Against this backdrop, as expected, the SARB cautiously kept the repo rate on hold at 8.25% at its first Monetary Policy Committee (MPC) meeting for the year, with the prime rate remaining at 11.75%. Given that the market all but priced in the decision to hold, the key to the 25 January statement was the overall tone, which was closely watched by market participants across the board to better understand the conditions under which the SARB may consider easing monetary policy. Although headline inflation is on an easing trajectory, the SARB remains understandably cautious. According to the Bureau for Economic Research (BER), survey-based inflation expectations deteriorated closer to the top end of the target range in 4Q23. Average expectations for 2024 and 2025 rose 0.2 ppts and 0.3 ppts to 5.7% and 5.6%, respectively. Meanwhile, the exchange rate has drifted weaker since the last MPC meeting. The MPC remains concerned about possible upside price shocks from supply chain disruptions in the Red Sea and the current heightened geo-political tensions.

The bottom line

Looking ahead, inflation is likely to rise in the short term, but we believe that the general trend for this year will be downwards. For January, rising inflation will be primarily due to fuel price base effects. There may be a further uptick in the inflation print for February as the Central Energy Fund (CEF) data on 23 January pointed to a higher-than-expected fuel price adjustment at the beginning of February because of higher oil prices and a weaker rand vs US dollar exchange rate. Nonetheless, we continue to view food prices as a key upside risk given the various ongoing supply shocks, particularly ahead of the forecast El Niño weather pattern and amid relatively large swings in crucial commodity prices (including oil) and the rand exchange rate. Overall, we maintain that interest rates have peaked and will remain at current levels for some time. The forward-looking real interest rate is already high enough for the prevailing economic backdrop, with inflation forecasts remaining inside the target range and demand-driven and wage inflation remaining modest.

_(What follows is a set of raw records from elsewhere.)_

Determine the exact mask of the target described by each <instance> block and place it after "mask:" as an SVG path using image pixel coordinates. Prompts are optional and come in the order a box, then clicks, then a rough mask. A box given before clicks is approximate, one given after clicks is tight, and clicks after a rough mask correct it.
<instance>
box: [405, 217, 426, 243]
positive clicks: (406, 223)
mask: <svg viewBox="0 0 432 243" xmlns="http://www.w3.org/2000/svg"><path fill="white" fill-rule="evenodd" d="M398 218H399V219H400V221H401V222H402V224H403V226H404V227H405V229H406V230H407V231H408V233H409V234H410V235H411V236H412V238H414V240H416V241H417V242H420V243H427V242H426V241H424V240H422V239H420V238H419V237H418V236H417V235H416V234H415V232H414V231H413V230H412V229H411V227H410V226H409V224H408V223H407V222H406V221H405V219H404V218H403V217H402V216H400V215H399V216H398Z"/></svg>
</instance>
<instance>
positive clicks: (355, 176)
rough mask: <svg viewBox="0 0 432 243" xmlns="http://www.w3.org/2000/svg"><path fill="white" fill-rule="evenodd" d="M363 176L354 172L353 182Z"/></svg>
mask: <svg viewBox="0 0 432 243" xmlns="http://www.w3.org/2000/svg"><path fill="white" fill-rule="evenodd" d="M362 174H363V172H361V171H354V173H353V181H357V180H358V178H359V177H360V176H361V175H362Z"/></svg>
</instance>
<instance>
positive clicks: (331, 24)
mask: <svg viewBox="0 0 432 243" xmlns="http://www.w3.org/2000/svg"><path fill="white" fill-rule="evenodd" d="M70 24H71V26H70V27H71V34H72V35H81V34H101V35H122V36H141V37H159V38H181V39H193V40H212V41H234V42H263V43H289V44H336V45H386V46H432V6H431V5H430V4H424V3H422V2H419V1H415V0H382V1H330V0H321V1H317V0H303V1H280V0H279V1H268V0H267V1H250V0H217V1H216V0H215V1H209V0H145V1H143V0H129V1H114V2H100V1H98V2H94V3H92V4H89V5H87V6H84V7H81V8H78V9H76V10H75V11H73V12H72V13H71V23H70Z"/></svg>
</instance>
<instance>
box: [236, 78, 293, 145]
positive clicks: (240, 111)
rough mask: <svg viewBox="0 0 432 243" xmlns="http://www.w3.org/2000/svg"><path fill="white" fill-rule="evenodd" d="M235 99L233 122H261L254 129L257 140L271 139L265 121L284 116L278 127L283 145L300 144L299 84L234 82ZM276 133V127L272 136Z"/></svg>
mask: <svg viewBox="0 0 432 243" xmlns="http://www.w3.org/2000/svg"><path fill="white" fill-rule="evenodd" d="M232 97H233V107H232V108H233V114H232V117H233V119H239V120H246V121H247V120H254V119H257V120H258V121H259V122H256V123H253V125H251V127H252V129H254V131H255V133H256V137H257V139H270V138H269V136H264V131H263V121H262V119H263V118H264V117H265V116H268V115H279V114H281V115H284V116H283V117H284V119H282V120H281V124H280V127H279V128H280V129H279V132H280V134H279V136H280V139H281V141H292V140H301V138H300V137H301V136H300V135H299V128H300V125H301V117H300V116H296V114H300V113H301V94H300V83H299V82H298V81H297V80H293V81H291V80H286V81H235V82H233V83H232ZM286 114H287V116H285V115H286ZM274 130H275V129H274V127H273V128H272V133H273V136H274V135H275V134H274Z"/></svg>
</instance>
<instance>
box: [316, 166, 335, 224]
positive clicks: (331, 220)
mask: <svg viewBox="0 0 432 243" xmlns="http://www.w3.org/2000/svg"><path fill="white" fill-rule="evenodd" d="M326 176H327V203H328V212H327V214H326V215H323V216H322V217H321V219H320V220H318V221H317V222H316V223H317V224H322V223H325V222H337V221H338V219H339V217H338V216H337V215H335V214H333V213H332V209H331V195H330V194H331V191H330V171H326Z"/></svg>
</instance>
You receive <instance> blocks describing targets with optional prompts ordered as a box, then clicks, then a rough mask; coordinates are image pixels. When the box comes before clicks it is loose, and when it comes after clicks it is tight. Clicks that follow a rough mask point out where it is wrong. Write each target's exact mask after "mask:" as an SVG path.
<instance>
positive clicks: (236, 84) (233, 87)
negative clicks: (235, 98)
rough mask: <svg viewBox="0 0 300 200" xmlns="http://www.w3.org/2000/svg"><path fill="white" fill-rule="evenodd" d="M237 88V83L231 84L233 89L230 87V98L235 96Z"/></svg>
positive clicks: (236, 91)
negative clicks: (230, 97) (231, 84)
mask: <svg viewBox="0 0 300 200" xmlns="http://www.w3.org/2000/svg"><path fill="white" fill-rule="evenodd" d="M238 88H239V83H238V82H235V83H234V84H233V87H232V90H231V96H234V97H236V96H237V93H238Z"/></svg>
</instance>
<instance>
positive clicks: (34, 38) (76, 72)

Any possible interest rate cuts will likely only materialise towards the end of 2024 and depend on the inflation outlook (locally and abroad) and global interest rate developments as we progress further into this year. Overall, risks to the inflation outlook have deteriorated – geopolitical tensions have worsened, and the deteriorating performance at our key ports adds uncertainty to the future inflation path. Due to these various risk factors, we believe the MPC will not rush to cut the repo rate.